По столу, меж зарослей рук и бутылей, пробегал солнечный зайчик. Он был искренен в своем молчании, но еще больше удивил нелюбимого Магдиного сына, когда заговорил с ним. «Отчего ты не ешь со всеми, Михайло», – обратился к нему одному солнечный зайчик. – «Или тебе не вкусна еда отца и матери?»

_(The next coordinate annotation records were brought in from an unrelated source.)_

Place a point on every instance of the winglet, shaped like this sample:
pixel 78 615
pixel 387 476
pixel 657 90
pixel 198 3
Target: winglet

У Магдиного сына задрожала ложка в руках, он спешно ее положил, но затряслась и губа. Он знал, что крестины – добрый праздник, на котором никому не положено плакать. И от того, что делать этого было никак нельзя, весь вдруг затрясся, словно бы подрубленная лесником березка. Ему начало казаться, что еще чуть-чуть, и все заметят, что с ним что-то не так, и что это что-то не имеет под собой никакой (для взрослых) причины и что за это его непременно отругают и выставят вон во двор, и мать больше всех будет на него обижаться, и никак ей не объяснишь, что он не нарочно и ни в чем перед ней не виноват. Магдин сын обхватил колени под столом, так, чтобы никто не видел, своими скукожившимися против воли пальцами, и принялся искать утешенье в чем угодно, но ласковый зайчик уж выпрыгнул в окно.
И тут взметнулась крылом и как-то беззвучно ахнула со стола белая скатерть.
Она поднялась промеж всех ввысь, так высоко, что зависла под самым скатом крыши, куда поднимался лишь дым от печи и трубки отца, и, может быть, мысль.
Скатерть казалась ему огромным барашком, заслонившим белым боком весь мир от него. Она была неуловима, как гаснущие утром звезды, а после перевернулась и перевернула собой все.
За ней, за скатертью, не оказалось совсем ничего. Было темно, но не как ночью, а будто бы тьмой колодца, безнадежной тьмой колодца. Магдин сын сидел в этой тьме тревожно, не в силах вздохнуть, сердце билось то часто, то замедлялось в неясном предчувствии. Темнота, разлившаяся кругом, была болезненной, что-то в нем стремилось к ней последними силами, а другое что-то, напротив, застыло, страшась и готовясь взвыть безбожно от страха.